In the week of the premiere of the film, a person/people dressed in a costume of the character came to Brazil and visited several cities such as the capital Brasília, Manaus, Olinda, Curitiba, Rio de Janeiro and São Paulo. The highlight visit was when some scenes from the episode "Niagara Fools" were reproduced in the Iguaçu Falls.

===Home media===
Woody Woodpecker was released in the United States and Canada on DVD, Digital HD, and Netflix on February 6, 2018, and on Blu-ray on September 4 the same year. The film was launched on direct-to-video format in the United States and around the world on that day. In the United Kingdom, it was distributed through British home video distributor Dazzler Media, under license from Universal.

==Reception==
===Box office===
As of March 2018, Woody Woodpecker has grossed $15.3 million.
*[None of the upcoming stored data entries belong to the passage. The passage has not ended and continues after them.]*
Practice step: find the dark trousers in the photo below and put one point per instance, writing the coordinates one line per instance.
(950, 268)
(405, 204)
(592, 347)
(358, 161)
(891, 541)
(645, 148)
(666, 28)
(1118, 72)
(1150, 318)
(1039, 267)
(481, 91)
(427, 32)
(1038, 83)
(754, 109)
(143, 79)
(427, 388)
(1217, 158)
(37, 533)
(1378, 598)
It debuted at $1.5 million, finishing second at the Brazilian box office behind Blade Runner 2049. The film increased by +45.4% in its second weekend, moving to first place with $2.1 million.

===Critical response===
Reviews for the film were generally negative. On review aggregator website Rotten Tomatoes, the film has a 13% approval rating based on 8 reviews. Common Sense Media rated the film one out of five stars: "Inanely cruel villains, an unoriginal story, ham-handed performances, and reliance on farts and burps are the low lights of this awkward effort to bring back a less-than-engaging cartoon bird". Jodi Smith of entertainment website Pajiba gave the film a negative review: "If I was a super villain and I wanted to harm all of the children of the world, I would fund and release a movie like Woody Woodpecker". Conversely, Fernando Alvarez of the Argentine newspaper Clarín referred to the film as "... effective entertainment for a young audience..." in a positive review.

==Future==
===Sequel and possible third installment===

A sequel, titled Woody Woodpecker Goes to Camp, was released on Netflix on April 12, 2024. The film was in development since September 2021. Filmed in Victoria, Australia, the film was directed by Jon Rosenbaum and produced by Jon Kuyper.

In an interview with Rosenbaum, expressed hope for a third film in the franchise that would introduce Winnie Woodpecker.